Roger Parsley & Andy Graham, from the novel by E. M. Forster
Above the Stag Theatre
(2010)

Production photo

'All of this is rather a bother,' says Maurice's schoolmaster as he explains the details of the birds and the bees to the fourteen year old. While the 'bother' still exists today with all its complications, this is the early 20th century and the young man in question is to find out his sexuality is not only viewed as disgusting but illegal. Coming out stories may have become a cultural trope today, but this is not only 'passion, bravery and defiance' but self-acceptance too, and Maurice has a whole society of prejudice to fight.

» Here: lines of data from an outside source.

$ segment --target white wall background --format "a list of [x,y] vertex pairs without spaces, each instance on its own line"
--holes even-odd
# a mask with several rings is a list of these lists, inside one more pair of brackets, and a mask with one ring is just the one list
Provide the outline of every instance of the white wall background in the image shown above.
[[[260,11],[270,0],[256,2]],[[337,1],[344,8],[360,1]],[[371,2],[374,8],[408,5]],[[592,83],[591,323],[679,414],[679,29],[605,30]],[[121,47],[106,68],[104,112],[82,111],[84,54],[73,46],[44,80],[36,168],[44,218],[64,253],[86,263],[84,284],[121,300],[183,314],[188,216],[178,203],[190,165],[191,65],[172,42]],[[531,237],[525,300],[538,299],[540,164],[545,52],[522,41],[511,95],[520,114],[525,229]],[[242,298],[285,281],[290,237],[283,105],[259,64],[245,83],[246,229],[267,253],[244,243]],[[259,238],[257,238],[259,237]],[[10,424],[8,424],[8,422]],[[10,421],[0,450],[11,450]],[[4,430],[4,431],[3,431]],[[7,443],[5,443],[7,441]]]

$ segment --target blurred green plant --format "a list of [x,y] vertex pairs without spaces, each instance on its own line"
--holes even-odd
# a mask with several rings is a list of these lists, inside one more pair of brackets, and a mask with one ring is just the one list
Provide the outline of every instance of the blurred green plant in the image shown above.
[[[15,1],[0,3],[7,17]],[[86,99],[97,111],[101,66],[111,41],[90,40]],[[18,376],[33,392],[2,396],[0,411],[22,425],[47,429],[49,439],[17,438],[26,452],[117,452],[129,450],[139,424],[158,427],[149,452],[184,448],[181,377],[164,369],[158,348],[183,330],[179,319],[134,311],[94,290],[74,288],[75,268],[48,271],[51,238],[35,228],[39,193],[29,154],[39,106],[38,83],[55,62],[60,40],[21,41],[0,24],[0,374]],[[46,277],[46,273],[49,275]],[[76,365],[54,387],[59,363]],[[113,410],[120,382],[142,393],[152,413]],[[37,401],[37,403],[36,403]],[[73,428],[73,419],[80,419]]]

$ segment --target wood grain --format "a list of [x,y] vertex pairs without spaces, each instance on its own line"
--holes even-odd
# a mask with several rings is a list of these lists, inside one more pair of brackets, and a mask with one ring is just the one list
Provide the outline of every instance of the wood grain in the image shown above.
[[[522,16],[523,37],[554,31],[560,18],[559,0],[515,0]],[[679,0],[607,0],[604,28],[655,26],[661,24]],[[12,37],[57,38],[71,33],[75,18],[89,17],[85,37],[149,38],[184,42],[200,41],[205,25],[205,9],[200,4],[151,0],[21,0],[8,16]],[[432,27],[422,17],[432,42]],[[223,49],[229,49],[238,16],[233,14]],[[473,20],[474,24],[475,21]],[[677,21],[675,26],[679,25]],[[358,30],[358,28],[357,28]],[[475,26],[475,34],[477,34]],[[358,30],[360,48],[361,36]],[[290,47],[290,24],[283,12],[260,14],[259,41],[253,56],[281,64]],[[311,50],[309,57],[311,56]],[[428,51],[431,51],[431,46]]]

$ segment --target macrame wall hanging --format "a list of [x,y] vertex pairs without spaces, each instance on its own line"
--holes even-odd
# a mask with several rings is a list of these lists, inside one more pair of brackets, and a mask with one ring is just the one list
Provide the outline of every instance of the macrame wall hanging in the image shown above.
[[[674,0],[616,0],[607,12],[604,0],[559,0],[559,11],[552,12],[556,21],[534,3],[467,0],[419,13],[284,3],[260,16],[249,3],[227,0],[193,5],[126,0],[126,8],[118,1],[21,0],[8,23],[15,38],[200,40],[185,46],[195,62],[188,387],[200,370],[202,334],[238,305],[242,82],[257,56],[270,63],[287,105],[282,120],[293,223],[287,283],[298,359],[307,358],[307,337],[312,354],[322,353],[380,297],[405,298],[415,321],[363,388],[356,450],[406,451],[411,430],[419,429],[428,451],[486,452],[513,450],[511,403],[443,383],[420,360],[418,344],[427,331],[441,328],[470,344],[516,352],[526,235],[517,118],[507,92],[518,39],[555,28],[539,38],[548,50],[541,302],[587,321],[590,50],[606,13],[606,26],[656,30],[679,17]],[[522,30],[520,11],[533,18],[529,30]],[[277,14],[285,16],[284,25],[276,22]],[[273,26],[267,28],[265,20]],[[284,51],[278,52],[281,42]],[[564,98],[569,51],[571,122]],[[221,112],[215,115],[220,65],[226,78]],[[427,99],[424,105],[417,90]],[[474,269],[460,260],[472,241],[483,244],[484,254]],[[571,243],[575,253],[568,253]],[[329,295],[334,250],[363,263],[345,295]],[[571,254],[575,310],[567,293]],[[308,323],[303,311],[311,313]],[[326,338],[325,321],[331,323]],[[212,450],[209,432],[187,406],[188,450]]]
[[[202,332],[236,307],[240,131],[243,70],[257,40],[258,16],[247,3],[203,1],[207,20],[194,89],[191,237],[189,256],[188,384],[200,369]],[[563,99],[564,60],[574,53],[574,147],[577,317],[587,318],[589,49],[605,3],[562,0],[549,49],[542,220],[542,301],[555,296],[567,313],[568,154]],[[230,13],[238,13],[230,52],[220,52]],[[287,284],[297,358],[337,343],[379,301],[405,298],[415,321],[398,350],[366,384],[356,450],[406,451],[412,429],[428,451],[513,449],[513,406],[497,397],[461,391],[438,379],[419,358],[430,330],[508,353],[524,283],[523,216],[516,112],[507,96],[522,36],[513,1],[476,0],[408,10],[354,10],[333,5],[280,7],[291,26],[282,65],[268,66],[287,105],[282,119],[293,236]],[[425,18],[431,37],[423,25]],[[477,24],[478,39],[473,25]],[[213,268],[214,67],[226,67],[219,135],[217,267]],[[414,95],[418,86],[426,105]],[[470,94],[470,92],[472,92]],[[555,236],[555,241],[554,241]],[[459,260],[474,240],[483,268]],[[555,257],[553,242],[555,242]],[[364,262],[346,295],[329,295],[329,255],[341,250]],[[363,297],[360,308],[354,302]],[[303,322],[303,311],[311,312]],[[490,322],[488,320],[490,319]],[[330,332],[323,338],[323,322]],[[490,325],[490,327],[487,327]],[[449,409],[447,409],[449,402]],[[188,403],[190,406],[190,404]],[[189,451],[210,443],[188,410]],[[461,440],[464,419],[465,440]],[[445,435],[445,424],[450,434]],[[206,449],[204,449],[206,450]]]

Presented on a bare white stage with minimal props, with a cast of eleven and all told with the cheeky irony of hindsight, Parsley and Graham's adaptation creates a funny, touching and absorbing version of Forster's novel. And it is the humour which carries this long production through, which, running for a total of three hours, can be the only criticism. While some of the actors tread a fine line too near to send up rather than stand up versions of the characters, it is the central roles of Maurice, Clive and Alec that create the beautiful pathos of this production. Rob Stott and Stevie Raine are to be highly commended but it is Adam Lilley as Maurice who unites and holds the whole piece. Without his beautifully crafted blend of subtlety, honesty and frustration the balance of this production would have fallen apart, but as it is, Lilley creates the pole around which piece revolves.

The character argues for standing up for principles and, while others around him are trapped by convention and the rules of society, Maurice finally finds himself fighting alone against the tide. With both comment on social attitudes of the past as well as class prejudice, let alone matters of sexuality, Above The Stag's production is endearing and reflective of all our sins of being English and therefore 'disinclined to accept human nature'.

Forster's controversial happy ending brings the piece to a conclusion and, under Tim McArthur's well judged direction, this is neither saccharine nor unbelievable, only a perfect motif for the changing attitudes of the future.

Staging the piece with such minimal design works perfectly for the play, with only costumes for setting and the absorbing atmosphere built by a solid cast. From funny to beautiful, all moments are achieved without undue effort and despite the far too vocal commentary of some of the audience members on the night of attendance, this is still an understated delight of a production.

If you've got three hours to spare, and a love of E.M. Forster, this production will certainly tickle your taste buds, and send you out into the night, grinning at our English absurdities.